We enter into currency swaps and other hedging arrangements with respect to our debt denominated in foreign currencies only to a limited extent due primarily to the limited size of the Korean market for such derivative arrangements. Such instruments include combined currency and interest rate swap agreements, interest rate swaps and foreign exchange agreements. We do not enter into derivative financial instruments in order to hedge market risk resulting from fluctuations in fuel costs. Our policy is to hold or issue derivative financial instruments for hedging purposes only. Our derivative financial instruments are entered into with major financial institutions, thereby minimizing the risk of credit loss. See Note 24 of the notes to our consolidated financial statements. Due to the considerable amount of our long-term debt denominated in foreign currencies, changes in foreign currency exchange rates significantly affect our liquidity because of the effect of such changes on the amount of funds required for us to make interest and principal payments on foreign currency-denominated debt. In order to hedge against foreign currency fluctuation risks, we generally enter into foreign currency swap agreements. 10.4% of our long-term debt, after accounting for swap transactions, was denominated in foreign currency as of December 31, 2008.

In addition to the impact of foreign exchange rates on us arising from foreign currency-denominated borrowings, fluctuations in foreign exchange rates may also affect our liquidity as we obtain substantially all of our fuel materials, other than anthracite coal, directly or indirectly from sources outside Korea and the prices for such fuel materials are based on prices stated in, and in many cases are paid for in, currencies other than Won.

Our liquidity is also substantially affected by our construction expenditures and fuel purchases. Construction in progress increased from (Won)9,824 billion as of December 31, 2007 to (Won)10,178 billion (US$8,065 million) as of December 31, 2008. Fuel costs represented 36.5% and 51.2% of revenues from sale of electric power in 2007 and 2008, respectively.

We had a working capital deficit (working capital being defined as current assets minus current liabilities) of (Won)197 billion (US$156 million) as of December 31, 2008, compared to a working capital deficit of (Won)3 billion as of December 31, 2007, mainly due to a decrease in cash and cash equivalents as well as an increase in the current trade payables.
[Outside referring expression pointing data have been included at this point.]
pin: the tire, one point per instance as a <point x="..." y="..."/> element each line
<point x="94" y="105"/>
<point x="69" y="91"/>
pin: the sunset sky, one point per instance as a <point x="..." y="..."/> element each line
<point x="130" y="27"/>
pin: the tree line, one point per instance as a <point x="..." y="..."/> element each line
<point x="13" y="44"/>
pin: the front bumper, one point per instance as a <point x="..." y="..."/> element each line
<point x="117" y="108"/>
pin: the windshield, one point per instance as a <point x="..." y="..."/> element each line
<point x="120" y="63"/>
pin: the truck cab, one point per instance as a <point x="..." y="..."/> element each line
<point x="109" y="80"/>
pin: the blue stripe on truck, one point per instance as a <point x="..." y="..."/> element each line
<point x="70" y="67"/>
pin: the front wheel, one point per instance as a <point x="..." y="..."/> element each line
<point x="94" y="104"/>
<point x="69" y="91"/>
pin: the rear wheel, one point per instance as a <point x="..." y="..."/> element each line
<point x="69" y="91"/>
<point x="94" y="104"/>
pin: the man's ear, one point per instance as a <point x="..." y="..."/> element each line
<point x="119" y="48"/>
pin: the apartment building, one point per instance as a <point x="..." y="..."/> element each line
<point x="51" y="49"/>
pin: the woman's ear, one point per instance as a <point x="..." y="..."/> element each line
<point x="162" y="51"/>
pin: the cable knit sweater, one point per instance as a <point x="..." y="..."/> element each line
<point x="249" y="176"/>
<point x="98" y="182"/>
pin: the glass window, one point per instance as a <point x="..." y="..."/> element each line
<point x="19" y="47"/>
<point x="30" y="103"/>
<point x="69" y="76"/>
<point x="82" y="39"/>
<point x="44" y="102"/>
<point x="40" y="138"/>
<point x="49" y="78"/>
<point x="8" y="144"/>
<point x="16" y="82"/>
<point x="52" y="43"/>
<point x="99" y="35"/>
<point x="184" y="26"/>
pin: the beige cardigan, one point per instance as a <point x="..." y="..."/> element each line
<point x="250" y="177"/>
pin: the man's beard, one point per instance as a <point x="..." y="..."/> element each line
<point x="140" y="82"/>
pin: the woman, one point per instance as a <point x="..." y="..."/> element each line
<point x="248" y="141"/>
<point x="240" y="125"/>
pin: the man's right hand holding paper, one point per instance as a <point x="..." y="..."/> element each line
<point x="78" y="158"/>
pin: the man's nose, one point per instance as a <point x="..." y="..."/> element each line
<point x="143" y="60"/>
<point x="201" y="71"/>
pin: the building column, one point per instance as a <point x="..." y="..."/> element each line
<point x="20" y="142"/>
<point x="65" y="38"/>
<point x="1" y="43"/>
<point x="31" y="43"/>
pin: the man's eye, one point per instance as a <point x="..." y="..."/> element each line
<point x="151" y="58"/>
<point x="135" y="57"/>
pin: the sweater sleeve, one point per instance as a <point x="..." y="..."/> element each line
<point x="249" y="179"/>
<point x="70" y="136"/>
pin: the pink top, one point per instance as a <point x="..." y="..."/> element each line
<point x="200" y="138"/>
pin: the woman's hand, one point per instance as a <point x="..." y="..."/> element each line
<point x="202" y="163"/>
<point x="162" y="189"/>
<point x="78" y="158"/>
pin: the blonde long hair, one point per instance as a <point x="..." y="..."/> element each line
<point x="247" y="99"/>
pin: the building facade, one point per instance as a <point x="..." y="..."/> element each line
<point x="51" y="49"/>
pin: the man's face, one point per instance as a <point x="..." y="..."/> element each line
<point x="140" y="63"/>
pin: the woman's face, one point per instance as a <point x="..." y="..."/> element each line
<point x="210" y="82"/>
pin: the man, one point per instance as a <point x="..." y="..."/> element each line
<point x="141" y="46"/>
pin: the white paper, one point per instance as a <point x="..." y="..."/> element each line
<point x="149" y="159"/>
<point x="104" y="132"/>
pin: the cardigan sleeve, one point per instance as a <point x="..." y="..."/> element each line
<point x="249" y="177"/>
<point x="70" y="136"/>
Due to the capital-intensive nature of our business, we have traditionally operated with a working capital deficit, and we may have substantial working capital deficit in the future. In order to meet capital requirements related to working capital deficit, we intend to continue to rely primarily upon net cash provided by operating activities, sales of debt securities, borrowings from financial institutions and construction grants. See “—Capital Resources”.

During 2007 and 2008, we declared and paid dividends of (Won)621 billion and (Won)467 billion related to income earned in 2006 and 2007, respectively. In 2009, no dividend has been or is expected to be paid as we recorded net loss in 2008.

Off-Balance Sheet Arrangements

We have no significant off-balance sheet arrangements as of December 31, 2008.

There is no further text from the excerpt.